Let $f$ be in the intersection of all prime ideals. We wish to show that $f$ is contained in the nilradical (that is, $f$ is nilpotent). We know that $R_f$ ( $R$ localized at $f$) collapses to the zero ring iff $f$ is nilpotent. So we wish to show that the sequence:
\begin{aligned} 0 \rightarrow R_f \rightarrow 0 \end{aligned}
is exact. But exactness is a local property, so it suffices to check against each $(R_f)_m$ for all maximal ideals $m$. Since $(R_f)_m = (R_m)_f$ (localizations commute), let's reason about $(R_m)_f$. We know that $R_m$ is a local ring as $m$ is prime (it is maximal), and thus $R_m$ has only a single ideal $m$. Since $f \in m$ for all maximal ideal $m$ (since $f$ lives in the intersection of all prime ideals), localizing at $f$ in $R_m$ blows up the only remaining ideal, collapsing us the ring to give us the zero ring. Thus, for each maximal ideal $m$, we have that:
\begin{aligned} 0 \rightarrow (R_f)_m \rightarrow 0 \end{aligned}
is exact. Thus, $0 \rightarrow R_f \rightarrow 0$ is exact. Hence, $f$ is nilpotent, or $f$ belongs to the nilradical.

#### § Proof 2: Intersection of all prime ideals is contained in the Nilradical

• Quotient the ring $R$ by the nilradical $N$.
• The statement in $R/N$ becomes "in a ring with no ninpotents, intersection of all primes is zero".
• This means that every non-zero element is not contained in some prime ideal. Pick some arbitrary element $f \neq 0 \in R/N$. We know $f$ is not nilpotent, so we naturally consider $S_f \equiv \{ f^i : i \in \mathbb N \}$.
• The only thing one can do with a multiplicative subset like that is to localize. So we localize the ring $R/N$ at $S$.
• If all prime ideals contain the function $f$, then localizing at $f$ destroys all prime ideals, thus blows up all maximal ideals, thereby collapsing the ring into the zero ring (the ring has no maximal ideals, so the ring is the zero ring).
• Since $S^{-1} R/N = 0$, we have that $0 \in S$. So some $f^i = 0$. This contradicts the assumption that no element of $R/N$is nilpotent. Thus we are done.

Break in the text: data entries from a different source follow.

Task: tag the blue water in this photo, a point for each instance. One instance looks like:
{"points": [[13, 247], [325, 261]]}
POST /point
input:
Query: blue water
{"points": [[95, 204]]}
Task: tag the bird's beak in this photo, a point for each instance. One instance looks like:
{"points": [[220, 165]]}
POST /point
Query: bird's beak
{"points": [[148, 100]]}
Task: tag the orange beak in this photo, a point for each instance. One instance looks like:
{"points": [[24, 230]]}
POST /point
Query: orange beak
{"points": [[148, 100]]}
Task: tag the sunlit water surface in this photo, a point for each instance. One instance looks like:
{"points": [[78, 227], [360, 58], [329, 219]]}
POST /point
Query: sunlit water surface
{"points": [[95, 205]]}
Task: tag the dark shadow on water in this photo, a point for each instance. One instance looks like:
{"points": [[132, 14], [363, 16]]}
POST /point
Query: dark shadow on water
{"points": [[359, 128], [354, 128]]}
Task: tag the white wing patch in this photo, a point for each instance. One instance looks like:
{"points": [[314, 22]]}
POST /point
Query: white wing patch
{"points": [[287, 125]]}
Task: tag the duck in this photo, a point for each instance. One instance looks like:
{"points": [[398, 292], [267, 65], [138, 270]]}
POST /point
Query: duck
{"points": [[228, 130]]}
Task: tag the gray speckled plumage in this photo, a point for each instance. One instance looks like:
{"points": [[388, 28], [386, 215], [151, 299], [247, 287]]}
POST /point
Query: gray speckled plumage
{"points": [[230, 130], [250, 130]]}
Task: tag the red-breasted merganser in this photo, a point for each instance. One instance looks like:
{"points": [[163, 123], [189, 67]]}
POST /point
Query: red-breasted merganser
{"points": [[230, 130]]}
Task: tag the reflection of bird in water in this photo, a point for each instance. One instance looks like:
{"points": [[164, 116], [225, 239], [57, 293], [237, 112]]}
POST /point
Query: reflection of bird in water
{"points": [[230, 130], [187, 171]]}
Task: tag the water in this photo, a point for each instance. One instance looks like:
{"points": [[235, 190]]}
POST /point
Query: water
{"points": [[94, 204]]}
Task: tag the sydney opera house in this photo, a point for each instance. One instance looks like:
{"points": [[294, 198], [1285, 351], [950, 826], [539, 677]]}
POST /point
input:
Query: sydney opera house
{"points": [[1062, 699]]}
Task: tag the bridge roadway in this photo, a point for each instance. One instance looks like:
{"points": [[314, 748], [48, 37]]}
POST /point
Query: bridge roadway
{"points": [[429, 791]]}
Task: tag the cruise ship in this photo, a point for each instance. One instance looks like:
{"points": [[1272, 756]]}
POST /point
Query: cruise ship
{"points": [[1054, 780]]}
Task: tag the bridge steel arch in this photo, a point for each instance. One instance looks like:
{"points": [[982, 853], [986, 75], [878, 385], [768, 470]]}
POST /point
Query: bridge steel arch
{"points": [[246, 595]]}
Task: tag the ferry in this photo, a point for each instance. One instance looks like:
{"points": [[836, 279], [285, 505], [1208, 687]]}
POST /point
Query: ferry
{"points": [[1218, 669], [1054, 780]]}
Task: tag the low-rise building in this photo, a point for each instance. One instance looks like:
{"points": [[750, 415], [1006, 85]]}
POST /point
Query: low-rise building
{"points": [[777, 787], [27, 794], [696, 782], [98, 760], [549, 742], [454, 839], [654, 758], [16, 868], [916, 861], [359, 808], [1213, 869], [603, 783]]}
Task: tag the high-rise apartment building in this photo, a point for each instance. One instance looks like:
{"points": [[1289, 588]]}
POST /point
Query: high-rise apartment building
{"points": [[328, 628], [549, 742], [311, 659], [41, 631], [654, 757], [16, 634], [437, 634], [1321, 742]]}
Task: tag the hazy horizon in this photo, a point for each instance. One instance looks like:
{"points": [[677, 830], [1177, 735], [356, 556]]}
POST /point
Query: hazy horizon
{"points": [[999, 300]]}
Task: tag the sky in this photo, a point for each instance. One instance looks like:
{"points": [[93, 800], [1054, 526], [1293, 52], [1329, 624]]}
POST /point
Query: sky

#### § Lemma: $S$ contains zero iff $S^{-1} R = 0$

• (Forward): Let $S$ contain zero. Then we must show that $S^{-1} R = 0$. Consider some element $x/s \in S^{-1} R$. We claim that $x = 0/1$. To show this, we need to show that there exists an $s' \in S$ such that $xs'/s = 0s'/1$. That is, $s'(x \cdot 1 - 0 \cdot s) = 0$. Choose $s' = 0$ and we are done. Thus every element is $S^{-1}R$ is zero if $S$contains zero.
• (Backward): Let $S^{-1} R = 0$. We need to show that $S$ contains zero. Consider $1/1 \in S^{-1} R$. We have that $1/1 = 0/1$. This means that there is an $s' \in S$ such that $s'1/1 = s'0/1$. Rearranging, this means that $s'(1 \cdot 1 - 1 \cdot 0) = 0$. That is, $s'1 = 0$, or $s' = 0$. Thus, the element $s'$ must be zero for $1$ to be equal to zero. Hence, for the ring to collapse, we must have $0 = s' \in S$. So, if $S^{-1}R = 0$, then $S$ contains zero.